The Environmental Protection Agency’s Mercury and Air Toxics Standards (MATS), announced December 21, 2011, regulate power plant emissions in accordance with the 1990 Clean Air Act Amendments. These standards, which take effect April 2013, will prove to be a substantial planning challenge to grid planning and reliability.
Plants affected by MATS have two options: retrofit to meet the new standards within three years, or retire. More than half of the nation’s coal plants are over forty years old, and for a good portion of them, retrofitting will not be cost effective. The EPA estimates that the new rules will result in the retirement of 4.7 GW of coal-fired plants, while Brattle Group estimates the number to be around 50-65 GWs, or 15 percent to 20 percent of our current fleet. Independent System Operators (ISOs) and Regional Transmission Operators (RTOs) have serious concerns about how this will affect the reliability of the nation’s power grid.
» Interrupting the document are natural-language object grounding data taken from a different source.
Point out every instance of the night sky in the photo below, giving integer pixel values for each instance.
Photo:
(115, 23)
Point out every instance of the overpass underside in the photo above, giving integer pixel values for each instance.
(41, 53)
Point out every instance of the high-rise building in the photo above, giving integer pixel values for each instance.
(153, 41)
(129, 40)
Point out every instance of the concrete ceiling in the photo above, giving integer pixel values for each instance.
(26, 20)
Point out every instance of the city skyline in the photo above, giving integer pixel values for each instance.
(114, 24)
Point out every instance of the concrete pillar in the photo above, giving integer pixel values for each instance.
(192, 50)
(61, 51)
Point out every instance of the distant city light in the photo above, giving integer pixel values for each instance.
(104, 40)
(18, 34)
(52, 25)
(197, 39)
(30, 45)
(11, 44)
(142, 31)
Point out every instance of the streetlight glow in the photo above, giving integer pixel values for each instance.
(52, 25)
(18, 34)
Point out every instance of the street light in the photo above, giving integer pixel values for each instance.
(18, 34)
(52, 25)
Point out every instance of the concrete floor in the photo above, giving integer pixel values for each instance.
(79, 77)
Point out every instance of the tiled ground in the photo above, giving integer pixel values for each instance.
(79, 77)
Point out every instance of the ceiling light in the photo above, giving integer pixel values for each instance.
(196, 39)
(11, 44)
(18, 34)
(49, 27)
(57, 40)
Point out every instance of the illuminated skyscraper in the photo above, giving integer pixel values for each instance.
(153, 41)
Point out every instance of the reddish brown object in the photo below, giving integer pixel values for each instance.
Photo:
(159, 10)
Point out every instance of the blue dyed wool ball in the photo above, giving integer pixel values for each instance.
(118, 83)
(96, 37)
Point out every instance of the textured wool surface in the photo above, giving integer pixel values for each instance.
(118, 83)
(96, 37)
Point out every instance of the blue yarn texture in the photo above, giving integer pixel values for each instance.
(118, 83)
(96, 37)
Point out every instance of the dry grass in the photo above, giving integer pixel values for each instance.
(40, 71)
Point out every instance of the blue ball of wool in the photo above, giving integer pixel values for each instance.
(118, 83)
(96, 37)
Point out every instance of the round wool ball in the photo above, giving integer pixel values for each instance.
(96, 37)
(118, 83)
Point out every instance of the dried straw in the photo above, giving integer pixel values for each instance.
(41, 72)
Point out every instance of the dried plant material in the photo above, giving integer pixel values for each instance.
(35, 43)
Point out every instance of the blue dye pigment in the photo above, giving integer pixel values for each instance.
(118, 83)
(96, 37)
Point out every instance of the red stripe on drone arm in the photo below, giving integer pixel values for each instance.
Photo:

ISOs are particularly concerned about the localized effects of decommissioned plants in transmission-constrained areas, including reduced service to certain load pockets. The Midwest ISO (MISO), covering all or part of eleven states in the Midwest, is one ISO that will be greatly affected by the new standards. MISO expects to retire 12.6 GW out of its current resources, totaling 114.5 GW. MATS will also increase pressure on marginal units, and regions are coordinating with neighboring generators and system operators to manage for outages and ensure resource adequacy. Other options being explored to lessen the blow include demand response and behind-the-meter generation. Demand response allows utility customers to adjust their consumption based on price signals and behind-the-meter generation is defined as generation that delivers energy to load without use of the transmission system (for example, solar panels on a residential roof).
In the instance that retrofitting an affected plant is viewed as a sound investment, managers have two big issues to overcome: supply chain and retrofitting timeline restraints and plant outage scheduling.
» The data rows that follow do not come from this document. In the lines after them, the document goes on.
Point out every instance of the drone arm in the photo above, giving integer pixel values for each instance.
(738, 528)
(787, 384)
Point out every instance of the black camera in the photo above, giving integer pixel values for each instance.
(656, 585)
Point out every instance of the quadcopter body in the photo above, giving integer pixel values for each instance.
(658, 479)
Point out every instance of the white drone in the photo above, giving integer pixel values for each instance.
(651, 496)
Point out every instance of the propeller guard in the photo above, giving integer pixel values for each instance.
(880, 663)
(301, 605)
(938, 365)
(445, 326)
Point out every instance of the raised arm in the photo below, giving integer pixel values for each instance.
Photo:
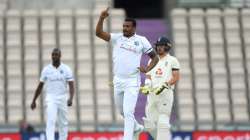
(99, 27)
(154, 60)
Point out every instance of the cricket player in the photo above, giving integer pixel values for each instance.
(159, 86)
(56, 77)
(128, 48)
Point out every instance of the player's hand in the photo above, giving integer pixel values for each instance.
(161, 88)
(33, 105)
(145, 90)
(142, 69)
(104, 13)
(69, 102)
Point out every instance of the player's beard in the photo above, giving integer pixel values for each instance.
(56, 63)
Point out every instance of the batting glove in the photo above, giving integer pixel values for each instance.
(145, 90)
(161, 88)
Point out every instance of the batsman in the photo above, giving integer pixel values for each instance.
(159, 86)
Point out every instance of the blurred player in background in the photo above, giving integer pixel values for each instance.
(159, 86)
(128, 48)
(56, 77)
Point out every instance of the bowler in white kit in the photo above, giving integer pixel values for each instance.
(159, 86)
(128, 48)
(56, 77)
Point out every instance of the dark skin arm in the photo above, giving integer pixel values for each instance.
(71, 93)
(99, 27)
(37, 93)
(154, 60)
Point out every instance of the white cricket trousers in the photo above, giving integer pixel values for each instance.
(57, 110)
(126, 92)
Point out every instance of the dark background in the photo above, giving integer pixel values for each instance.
(141, 8)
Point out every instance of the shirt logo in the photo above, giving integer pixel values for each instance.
(166, 63)
(136, 43)
(159, 72)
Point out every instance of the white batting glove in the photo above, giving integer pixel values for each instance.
(159, 89)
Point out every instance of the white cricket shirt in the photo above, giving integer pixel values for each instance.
(162, 72)
(56, 80)
(127, 54)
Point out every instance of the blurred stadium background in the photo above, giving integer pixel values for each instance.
(210, 37)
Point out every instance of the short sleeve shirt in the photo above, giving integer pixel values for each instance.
(127, 53)
(56, 80)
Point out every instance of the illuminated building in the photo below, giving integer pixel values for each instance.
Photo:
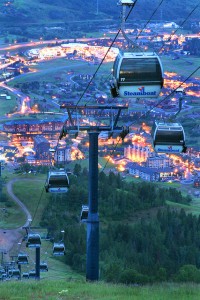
(158, 161)
(62, 154)
(197, 182)
(149, 174)
(41, 146)
(137, 152)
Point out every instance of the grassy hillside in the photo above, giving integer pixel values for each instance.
(97, 291)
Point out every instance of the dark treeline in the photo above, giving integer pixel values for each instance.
(141, 238)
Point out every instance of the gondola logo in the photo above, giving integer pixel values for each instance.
(141, 92)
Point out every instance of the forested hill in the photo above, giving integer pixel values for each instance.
(142, 239)
(41, 11)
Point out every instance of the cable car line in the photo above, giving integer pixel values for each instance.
(149, 19)
(174, 32)
(98, 68)
(149, 111)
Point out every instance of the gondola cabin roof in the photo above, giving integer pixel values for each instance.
(33, 240)
(168, 137)
(138, 74)
(57, 182)
(43, 267)
(58, 249)
(84, 213)
(22, 259)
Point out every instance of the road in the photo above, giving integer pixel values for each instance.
(10, 237)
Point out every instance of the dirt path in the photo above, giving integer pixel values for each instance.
(10, 237)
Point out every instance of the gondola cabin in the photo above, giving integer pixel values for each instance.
(58, 249)
(84, 213)
(25, 275)
(43, 267)
(32, 274)
(22, 259)
(14, 273)
(168, 138)
(33, 240)
(137, 75)
(57, 182)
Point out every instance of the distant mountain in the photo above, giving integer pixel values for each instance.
(46, 11)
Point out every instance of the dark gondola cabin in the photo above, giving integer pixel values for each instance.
(22, 259)
(33, 240)
(137, 75)
(25, 275)
(32, 274)
(14, 273)
(84, 213)
(43, 267)
(58, 249)
(57, 182)
(168, 137)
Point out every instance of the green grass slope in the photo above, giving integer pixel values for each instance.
(62, 289)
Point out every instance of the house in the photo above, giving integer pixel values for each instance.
(149, 174)
(196, 182)
(41, 146)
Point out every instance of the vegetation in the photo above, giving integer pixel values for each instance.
(62, 289)
(142, 239)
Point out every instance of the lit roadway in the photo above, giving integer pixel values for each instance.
(42, 42)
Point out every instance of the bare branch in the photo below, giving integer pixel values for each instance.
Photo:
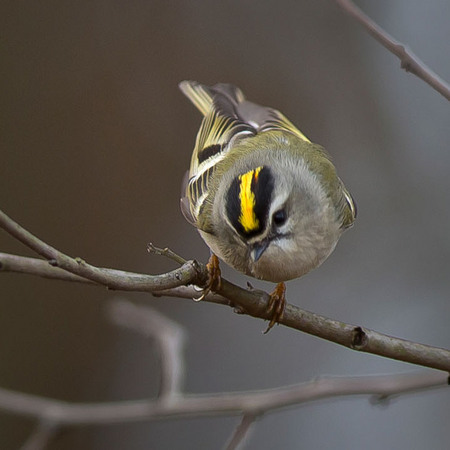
(113, 279)
(252, 302)
(168, 335)
(409, 61)
(251, 403)
(241, 432)
(41, 436)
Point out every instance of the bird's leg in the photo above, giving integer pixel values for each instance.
(276, 305)
(214, 277)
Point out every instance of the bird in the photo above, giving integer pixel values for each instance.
(265, 199)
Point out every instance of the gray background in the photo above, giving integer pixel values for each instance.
(95, 139)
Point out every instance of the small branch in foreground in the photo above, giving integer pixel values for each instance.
(113, 279)
(252, 302)
(41, 436)
(241, 432)
(409, 61)
(168, 335)
(235, 403)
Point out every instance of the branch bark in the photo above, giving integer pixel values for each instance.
(408, 60)
(251, 302)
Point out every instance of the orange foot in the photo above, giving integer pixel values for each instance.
(214, 277)
(276, 305)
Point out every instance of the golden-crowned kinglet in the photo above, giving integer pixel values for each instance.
(264, 198)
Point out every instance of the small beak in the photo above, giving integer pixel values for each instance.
(259, 249)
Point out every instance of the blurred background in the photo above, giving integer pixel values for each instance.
(95, 139)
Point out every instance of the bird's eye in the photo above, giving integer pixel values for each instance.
(279, 217)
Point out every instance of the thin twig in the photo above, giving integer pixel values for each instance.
(167, 252)
(235, 403)
(241, 432)
(41, 436)
(409, 61)
(168, 335)
(113, 279)
(254, 302)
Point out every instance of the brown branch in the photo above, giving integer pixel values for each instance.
(111, 278)
(168, 335)
(241, 432)
(250, 403)
(409, 61)
(251, 302)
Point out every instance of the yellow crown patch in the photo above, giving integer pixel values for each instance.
(248, 218)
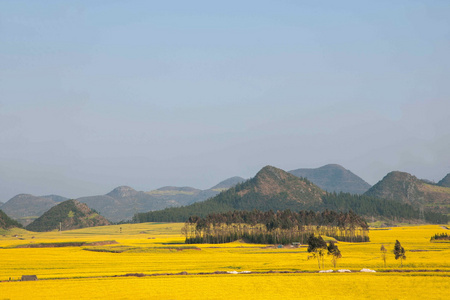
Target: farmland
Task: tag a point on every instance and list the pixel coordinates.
(96, 269)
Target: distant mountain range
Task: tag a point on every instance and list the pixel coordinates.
(25, 207)
(67, 215)
(275, 189)
(119, 204)
(271, 188)
(406, 188)
(334, 178)
(6, 222)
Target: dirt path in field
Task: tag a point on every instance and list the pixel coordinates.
(238, 273)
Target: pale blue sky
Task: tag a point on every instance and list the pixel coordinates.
(96, 94)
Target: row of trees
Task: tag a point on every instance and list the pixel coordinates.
(281, 227)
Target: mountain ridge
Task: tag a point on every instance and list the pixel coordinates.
(406, 188)
(67, 215)
(334, 178)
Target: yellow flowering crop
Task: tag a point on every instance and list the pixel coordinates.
(150, 248)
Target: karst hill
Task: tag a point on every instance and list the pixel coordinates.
(70, 214)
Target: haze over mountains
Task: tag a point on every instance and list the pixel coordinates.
(119, 204)
(124, 202)
(334, 178)
(275, 189)
(67, 215)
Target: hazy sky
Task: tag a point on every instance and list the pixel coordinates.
(97, 94)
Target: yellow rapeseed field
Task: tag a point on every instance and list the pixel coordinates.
(151, 248)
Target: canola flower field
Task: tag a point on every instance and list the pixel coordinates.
(96, 269)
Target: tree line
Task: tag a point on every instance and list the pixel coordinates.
(280, 227)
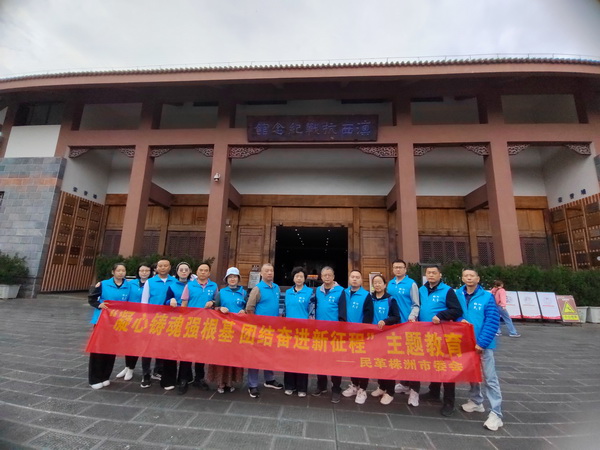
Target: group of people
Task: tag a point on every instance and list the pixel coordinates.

Two of the available retrofit options, flue gas desulfurization and fabric filters, require a timeline longer than the three years allowed under MATS. The timing issue is further complicated by the relatively small supply of these technologies; it is not possible for suppliers to meet in a timely manner the surge in demand created by MATS. MISO, for example, is looking very closely at these supply chain issues.
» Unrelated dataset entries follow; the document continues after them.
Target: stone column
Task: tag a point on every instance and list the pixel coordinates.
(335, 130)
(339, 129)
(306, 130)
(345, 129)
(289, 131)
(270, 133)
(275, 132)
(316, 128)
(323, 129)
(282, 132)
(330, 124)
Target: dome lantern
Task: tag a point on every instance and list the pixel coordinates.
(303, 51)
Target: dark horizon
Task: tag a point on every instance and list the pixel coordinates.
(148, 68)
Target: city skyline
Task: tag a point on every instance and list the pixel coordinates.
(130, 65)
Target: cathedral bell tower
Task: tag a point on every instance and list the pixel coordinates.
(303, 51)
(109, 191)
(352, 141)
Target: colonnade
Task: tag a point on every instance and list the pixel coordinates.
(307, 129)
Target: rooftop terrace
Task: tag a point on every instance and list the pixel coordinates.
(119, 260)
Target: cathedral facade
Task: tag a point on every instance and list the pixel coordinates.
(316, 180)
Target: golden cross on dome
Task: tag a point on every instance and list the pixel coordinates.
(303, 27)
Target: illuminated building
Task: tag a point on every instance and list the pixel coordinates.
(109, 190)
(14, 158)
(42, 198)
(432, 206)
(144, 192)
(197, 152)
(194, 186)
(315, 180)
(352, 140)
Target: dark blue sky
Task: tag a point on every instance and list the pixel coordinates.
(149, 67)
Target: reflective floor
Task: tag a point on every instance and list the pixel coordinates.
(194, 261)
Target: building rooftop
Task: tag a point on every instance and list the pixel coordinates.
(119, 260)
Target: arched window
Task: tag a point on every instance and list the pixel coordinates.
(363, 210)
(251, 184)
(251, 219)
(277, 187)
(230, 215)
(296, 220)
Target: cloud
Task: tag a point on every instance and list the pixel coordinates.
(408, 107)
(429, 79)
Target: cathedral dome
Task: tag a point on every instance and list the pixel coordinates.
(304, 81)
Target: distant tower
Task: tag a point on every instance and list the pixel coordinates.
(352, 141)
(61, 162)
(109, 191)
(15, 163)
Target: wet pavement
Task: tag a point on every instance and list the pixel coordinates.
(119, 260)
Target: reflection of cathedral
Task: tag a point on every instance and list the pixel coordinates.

Given the large number of plants affected, retrofitting must be carefully scheduled to ensure that enough capacity remains online to meet demand. These retrofit outages will be much longer than standard maintenance outages, which ISOs and utilities have more experience scheduling.
And then there is the issue of who foots the bill. Someone has to pay for the retrofits; does the plant absorb these costs, or can they be passed on to the ratepayer?
While some have called MATS an “attack on coal,” it is only one of the many gathering challenges to coal. (1) The economics of coal power are faltering: coal prices have been on the rise while natural gas prices have fallen drastically. (2) Coal plants are much less efficient than combined-cycle technologies. (3) Proposed Cooling Water Quality rules would also greatly affect coal-fired power plants and, (4) if new plants are evaluated under New Source Review Standards, they could not be built without carbon capture and sequestration (effectively meaning that no new coal can be built). To point to MATS as a coal killer is an overly simplistic view; it should instead be seen as finally internalizing some of the negative externalities for which these plants have not been held accountable in the past.
 Energy Bar Association, Sixty-Sixth Annual Meeting, (April 26, 2012) Panel on EPA Regulation of Generator Emissions.
 MISO, EPA Regulations: Balancing Reliability, Affordability and Environmental Protection presentation to Energy Bar Association, Sixty-Sixth Annual Meeting.
 A MISO report on supply chain issues was expected in late April.
 Continental Economics, EPA Regulation of Generator Emissions—Key Market Issues, Energy Bar Association, Sixty-Sixth Annual Meeting.